A importância da Avaliação Fisioterapêutica

A importância da Avaliação Fisioterapêutica antes de iniciar o tratamento.

Segundo o Conselho Federal de Fisioterapia e Terapia Ocupacional – COFFITO,  sob resolução nº 404, de 4 de agosto de 2011, Artigo 3º, parágrafo primeiro – Para o exercício da Especialidade Profissional em Fisioterapia Traumato-ortopédica é necessário o domínio das seguintes Grandes Áreas de Competência entre outras a   Realizar consulta fisioterapêutica, anamnese, solicitar e realizar interconsulta e encaminhamento.
Avaliação Fisioterapêutica

Um dos passos mais importantes que muitas das vezes é negligenciado antes do tratamento fisioterapêutico, a Avaliação Fisioterapêutica, algo que não deve ou deveria acontecer.  O diagnóstico médico não abona o processo de avaliação, pois como ele o Fisioterapeuta tem todo o direito e dever de investigar todos os fatores pertinentes a patologia, para a partir daí, traçar o protocolo de tratamento na fisioterapia.

É comumente nós ouvirmos a seguinte pergunta quando o paciente está buscando uma clínica ou um profissional para a execução de um tratamento fisioterapêutico, mas precisa fazer avaliação para fisioterapia? Eu já tenho o pedido do médico… Como na medicina, na fisioterapia acontece da mesma forma, ou deveria acontecer, o paciente deve ser examinado, interrogado e realizar testes de fisioterapia, eles devem ser feitos para se chegar a uma conclusão precisa sobre a causa do problema. Um tratamento de fisioterapia sem diagnóstico fisioterapêutico é um tiro no escuro e, infelizmente, acontece com mais frequência do que imaginamos.

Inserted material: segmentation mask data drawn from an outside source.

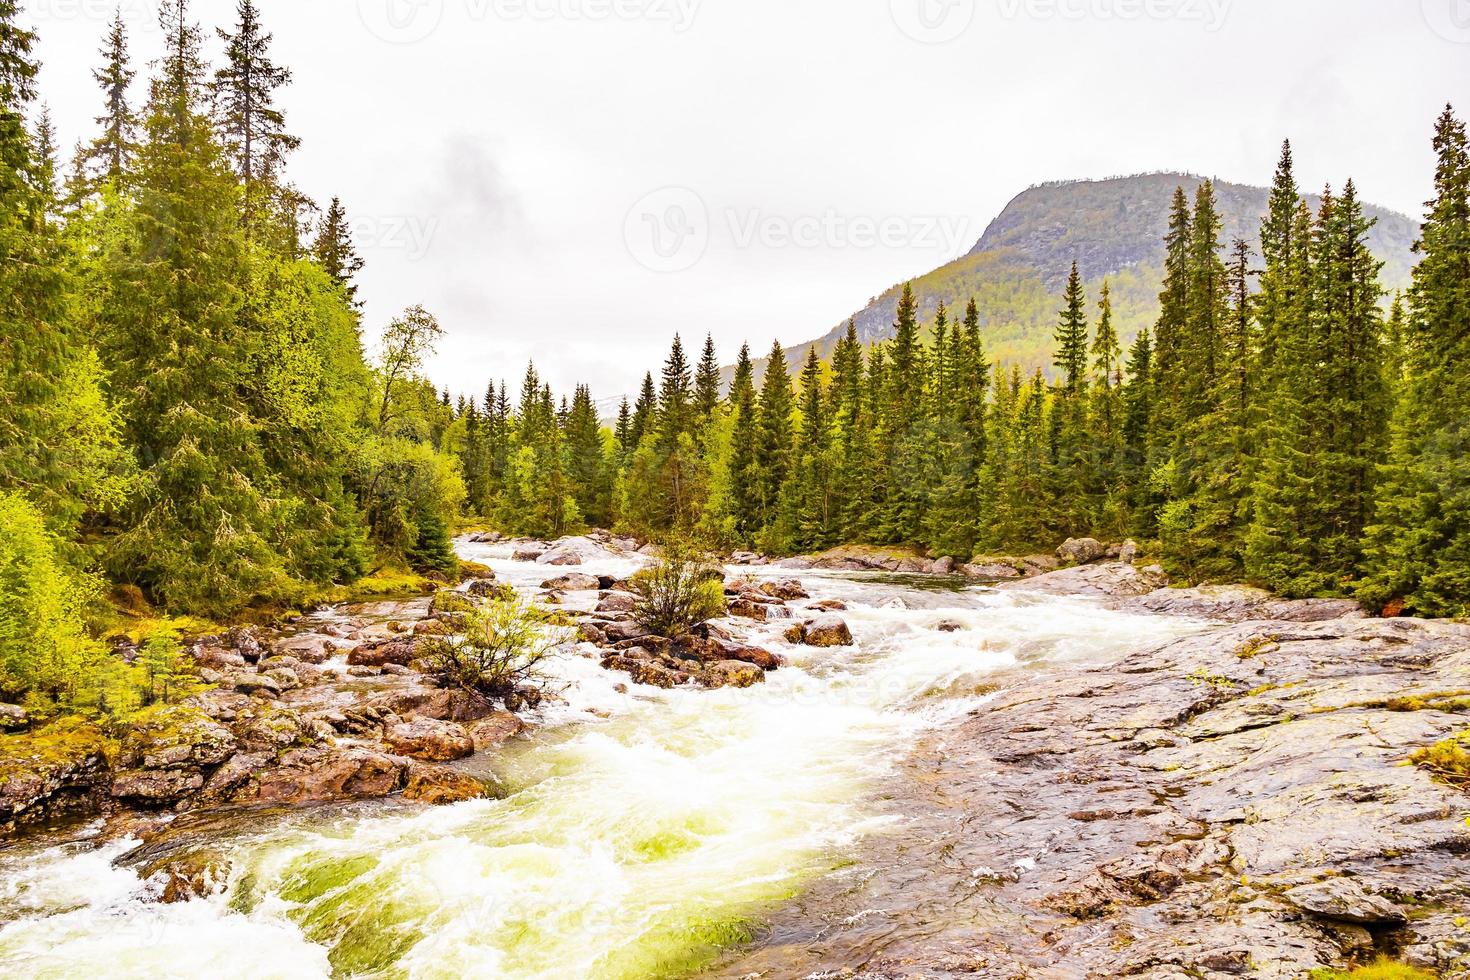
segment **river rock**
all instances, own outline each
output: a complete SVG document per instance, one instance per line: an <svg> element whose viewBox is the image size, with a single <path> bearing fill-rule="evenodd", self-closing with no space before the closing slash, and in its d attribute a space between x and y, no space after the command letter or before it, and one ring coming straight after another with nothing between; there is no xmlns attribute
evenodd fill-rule
<svg viewBox="0 0 1470 980"><path fill-rule="evenodd" d="M967 565L961 565L960 574L966 578L986 581L1005 581L1021 577L1021 571L1015 565L989 559L976 559Z"/></svg>
<svg viewBox="0 0 1470 980"><path fill-rule="evenodd" d="M616 557L591 538L564 538L540 555L536 562L554 566L589 565Z"/></svg>
<svg viewBox="0 0 1470 980"><path fill-rule="evenodd" d="M772 579L769 582L762 582L757 591L762 595L770 596L772 599L779 599L782 602L811 598L806 588L801 584L801 581L794 578Z"/></svg>
<svg viewBox="0 0 1470 980"><path fill-rule="evenodd" d="M0 732L13 732L29 725L31 716L18 704L0 704Z"/></svg>
<svg viewBox="0 0 1470 980"><path fill-rule="evenodd" d="M422 655L420 644L412 639L379 640L352 650L347 654L347 663L352 667L381 667L384 664L407 667Z"/></svg>
<svg viewBox="0 0 1470 980"><path fill-rule="evenodd" d="M102 730L62 721L0 736L0 832L94 811L109 784Z"/></svg>
<svg viewBox="0 0 1470 980"><path fill-rule="evenodd" d="M498 749L506 742L526 730L526 723L509 711L497 711L488 718L481 718L469 726L470 738L474 740L476 752Z"/></svg>
<svg viewBox="0 0 1470 980"><path fill-rule="evenodd" d="M409 765L407 759L352 746L292 749L236 798L274 803L377 799L402 788Z"/></svg>
<svg viewBox="0 0 1470 980"><path fill-rule="evenodd" d="M316 740L301 715L269 701L255 701L238 712L230 730L245 752L281 752Z"/></svg>
<svg viewBox="0 0 1470 980"><path fill-rule="evenodd" d="M1118 560L1125 565L1131 565L1138 560L1138 542L1129 538L1123 542L1118 549Z"/></svg>
<svg viewBox="0 0 1470 980"><path fill-rule="evenodd" d="M954 568L954 559L949 557L948 555L945 555L944 557L935 560L934 567L931 568L930 571L935 575L953 575Z"/></svg>
<svg viewBox="0 0 1470 980"><path fill-rule="evenodd" d="M245 658L234 650L218 646L200 646L194 650L194 664L210 670L243 670L249 665Z"/></svg>
<svg viewBox="0 0 1470 980"><path fill-rule="evenodd" d="M1278 599L1263 589L1244 585L1164 589L1133 599L1123 608L1130 612L1163 613L1225 623L1248 620L1320 623L1367 616L1362 606L1351 599Z"/></svg>
<svg viewBox="0 0 1470 980"><path fill-rule="evenodd" d="M112 795L138 806L177 803L204 788L197 769L130 769L112 780Z"/></svg>
<svg viewBox="0 0 1470 980"><path fill-rule="evenodd" d="M268 674L252 674L237 670L224 676L224 683L241 694L259 694L265 697L280 697L281 682Z"/></svg>
<svg viewBox="0 0 1470 980"><path fill-rule="evenodd" d="M609 592L597 603L600 613L630 613L638 608L638 597L631 592Z"/></svg>
<svg viewBox="0 0 1470 980"><path fill-rule="evenodd" d="M198 708L159 705L128 726L118 764L124 769L199 769L224 762L235 747L234 734Z"/></svg>
<svg viewBox="0 0 1470 980"><path fill-rule="evenodd" d="M398 755L430 762L452 762L475 754L475 741L463 726L433 718L392 725L383 733L383 741Z"/></svg>
<svg viewBox="0 0 1470 980"><path fill-rule="evenodd" d="M511 554L510 560L524 562L536 561L542 555L546 554L550 547L551 545L543 544L540 541L523 541L516 545L516 549Z"/></svg>
<svg viewBox="0 0 1470 980"><path fill-rule="evenodd" d="M818 616L805 624L801 642L809 647L850 647L852 630L841 616Z"/></svg>
<svg viewBox="0 0 1470 980"><path fill-rule="evenodd" d="M608 623L605 626L601 627L601 629L602 632L607 636L609 643L623 643L628 640L641 640L644 637L653 635L649 633L646 627L639 626L637 623Z"/></svg>
<svg viewBox="0 0 1470 980"><path fill-rule="evenodd" d="M1351 878L1329 878L1288 889L1285 898L1303 912L1358 925L1403 925L1404 910L1380 895L1371 895Z"/></svg>
<svg viewBox="0 0 1470 980"><path fill-rule="evenodd" d="M541 588L556 592L594 592L601 584L601 580L595 575L569 572L559 578L548 579L542 582Z"/></svg>
<svg viewBox="0 0 1470 980"><path fill-rule="evenodd" d="M1045 572L1020 581L1003 582L999 588L1046 592L1051 595L1126 599L1147 595L1168 584L1168 576L1157 566L1137 568L1122 562L1105 562Z"/></svg>
<svg viewBox="0 0 1470 980"><path fill-rule="evenodd" d="M624 671L633 678L634 683L647 684L650 687L673 689L694 680L688 671L676 670L650 659L646 650L641 657L636 656L633 651L608 657L602 661L602 666L605 670Z"/></svg>
<svg viewBox="0 0 1470 980"><path fill-rule="evenodd" d="M744 661L721 660L706 664L701 680L706 687L753 687L765 683L766 672Z"/></svg>
<svg viewBox="0 0 1470 980"><path fill-rule="evenodd" d="M1107 546L1096 538L1068 538L1057 548L1057 557L1071 565L1086 565L1107 553Z"/></svg>
<svg viewBox="0 0 1470 980"><path fill-rule="evenodd" d="M408 768L408 781L403 798L430 806L446 806L466 800L482 800L490 796L489 788L480 780L448 766L415 762Z"/></svg>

Se você iniciar um tratamento fisioterapêutico, e perceber que ao seu lado tem um paciente com uma Lombalgia e você com diagnóstico de alguma patologia no quadril ou qualquer outra diferente da dele, por exemplo, e os mecanismos usados são os mesmos para ambos, desconfie, você ou ele, ou pior, ambos podem estar sendo tratados de maneira errônea. Infelizmente presenciamos alguns fatos, que muitas das vezes pela indevida falta de importância, não somente do profissional, mas também do paciente, que as vezes por falta informações ou até mesmo   para baratear o tratamento, ou, por outras razões, não se dá a devida importância para este passo e acaba por não se chegar ao resultado esperado das técnicas aplicadas. É muito triste, presenciar casos pós cirúrgicos onde o investimento em uma cirurgia é altíssimo e na etapa muito importante, que é a reabilitação, algumas pessoas por míseros R$(Reais) não tem preocupação em considerar os fatores em qualidade e seriedade no tratamento.

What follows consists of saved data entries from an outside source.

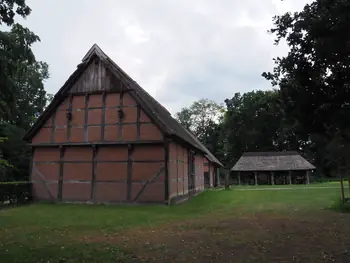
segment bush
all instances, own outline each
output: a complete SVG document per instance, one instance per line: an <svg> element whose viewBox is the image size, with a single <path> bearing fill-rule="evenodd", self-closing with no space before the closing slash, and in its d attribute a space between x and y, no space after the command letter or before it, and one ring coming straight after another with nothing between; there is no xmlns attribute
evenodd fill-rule
<svg viewBox="0 0 350 263"><path fill-rule="evenodd" d="M338 198L331 206L331 209L341 213L350 213L350 201L343 203L342 199Z"/></svg>
<svg viewBox="0 0 350 263"><path fill-rule="evenodd" d="M30 182L0 182L0 205L26 204L32 200Z"/></svg>
<svg viewBox="0 0 350 263"><path fill-rule="evenodd" d="M344 182L347 182L347 179L343 179ZM314 183L330 183L330 182L340 182L339 177L315 177L312 178L312 182Z"/></svg>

Outro vilão muito relevante é a fonte das informações disponíveis na internet, as pessoas leem qualquer matéria na rede  sobre seu problema e acham que já estão aptas para escolher o tratamento mais adequado, baseado em informações muitas das vezes duvidosas, ressaltamos, a internet é muito útil para instruir desde que a informação tenha embasamento científico e seja de confiança, mas não substitui um profissional da área que  estudou e se especializou para os devidos fins e .que ainda se especializam para tal. Existem vários requisitos que devem ser considerados antes de iniciar um tratamento fisioterapêutico e que são muito relevantes para que não ocasionem nem um transtorno para o paciente nem para o profissional. Leve em conta se o profissional e a clínica possuem registro nos órgãos competentes, principalmente no Conselho de Fisioterapia (CREFITO E COFFITO), outra dica, considere o número de pacientes atendidos por horário, hoje infelizmente passamos por uma crise na saúde pública e até nos convênios de saúde privada que visam mais a lucratividade do que o bem-estar do segurado, e acabam comprometendo a qualidade nos tratamentos por atenderem um contingente maior por horário que o devido. Sabe aquele velho ditado que ouvimos desde pequenos, o barato sai caro. Fica nossa dica, procure qualidade e não preço!